それから 明暦三年(一六五七年)一月 江戸


 江戸下谷広小路、不忍池と神田明神の間に小倉藩中屋敷があった。鷹と伊織はそこで新しい年を迎えた。師走の喧騒の中で江戸に入った鷹は、毎日が珍しく日課の素振りが終わると浅草や神田京橋方面に繰り出していた。時には江戸城内へ忍び込み伊織から箍を締められ素振りの本数を増やされた日もあった。最初人の多さに気後れを感じていた鷹もすぐに慣れ、逆にその中へ出ることによって気を紛らわす方法を見つけた。人混みの中で独りになれる。しかし、一声かければ人との繋がりはできるのだ。やがて本当に独りきりになる時のための訓練に江戸はちょうどよい賑わいだと思える。

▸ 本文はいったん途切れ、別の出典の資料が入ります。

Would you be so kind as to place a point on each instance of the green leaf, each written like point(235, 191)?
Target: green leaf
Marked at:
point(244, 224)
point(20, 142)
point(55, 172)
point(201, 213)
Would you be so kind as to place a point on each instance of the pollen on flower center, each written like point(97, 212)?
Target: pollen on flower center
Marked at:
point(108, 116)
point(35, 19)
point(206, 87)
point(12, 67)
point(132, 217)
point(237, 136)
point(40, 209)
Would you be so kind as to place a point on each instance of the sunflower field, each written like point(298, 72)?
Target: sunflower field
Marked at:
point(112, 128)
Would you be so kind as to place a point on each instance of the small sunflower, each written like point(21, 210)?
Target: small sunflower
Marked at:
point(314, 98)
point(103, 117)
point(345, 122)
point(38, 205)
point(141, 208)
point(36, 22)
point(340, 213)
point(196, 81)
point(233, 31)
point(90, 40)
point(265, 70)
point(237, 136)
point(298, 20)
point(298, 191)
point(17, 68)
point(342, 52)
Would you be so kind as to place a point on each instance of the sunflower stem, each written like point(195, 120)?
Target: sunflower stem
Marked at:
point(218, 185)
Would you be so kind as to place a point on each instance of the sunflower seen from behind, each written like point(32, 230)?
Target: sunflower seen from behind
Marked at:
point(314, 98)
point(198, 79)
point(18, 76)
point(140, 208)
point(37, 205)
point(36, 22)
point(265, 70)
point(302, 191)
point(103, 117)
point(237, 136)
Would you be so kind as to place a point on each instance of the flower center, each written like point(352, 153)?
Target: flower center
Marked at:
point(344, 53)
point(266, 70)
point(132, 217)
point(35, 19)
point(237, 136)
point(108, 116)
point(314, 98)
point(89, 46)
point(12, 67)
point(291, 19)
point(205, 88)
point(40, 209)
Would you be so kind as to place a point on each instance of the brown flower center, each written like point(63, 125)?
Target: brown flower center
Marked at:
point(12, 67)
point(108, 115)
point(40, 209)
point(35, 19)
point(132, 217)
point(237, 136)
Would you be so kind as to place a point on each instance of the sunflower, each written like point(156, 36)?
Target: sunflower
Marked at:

 鷹は下谷から御蔵前通りに出ると大川に沿って当てもなく上った。鷹の凍りついた心が溶けるのと同時に川風も温んだ。行き交う顔も表情がゆるんでいるように見える。
――いや、そんなことはねぇ
 鷹は首を振った。三か月前江戸に入りひと冬過ごしたが、やはり江戸の世人は冬でも活気があった。その明朗さに鷹は当初違和感を覚えた。西国諸藩が壊滅的な打撃を受けたことは情報として届いているはずであった。関ヶ原でまさに天下分け目の戦いが行われたことも知っているはずだ。尾張様が妖怪を退治した。尾張様のお陰で江戸は被害がなかったという話がしばらく毎日のように町の辻、長屋の井戸端、店前など至る所で聞かれていたが、歳神様を祭るための煤払いから始まった慌ただしさと、最後は大晦日の除夜の鐘に雲散霧消してしまった。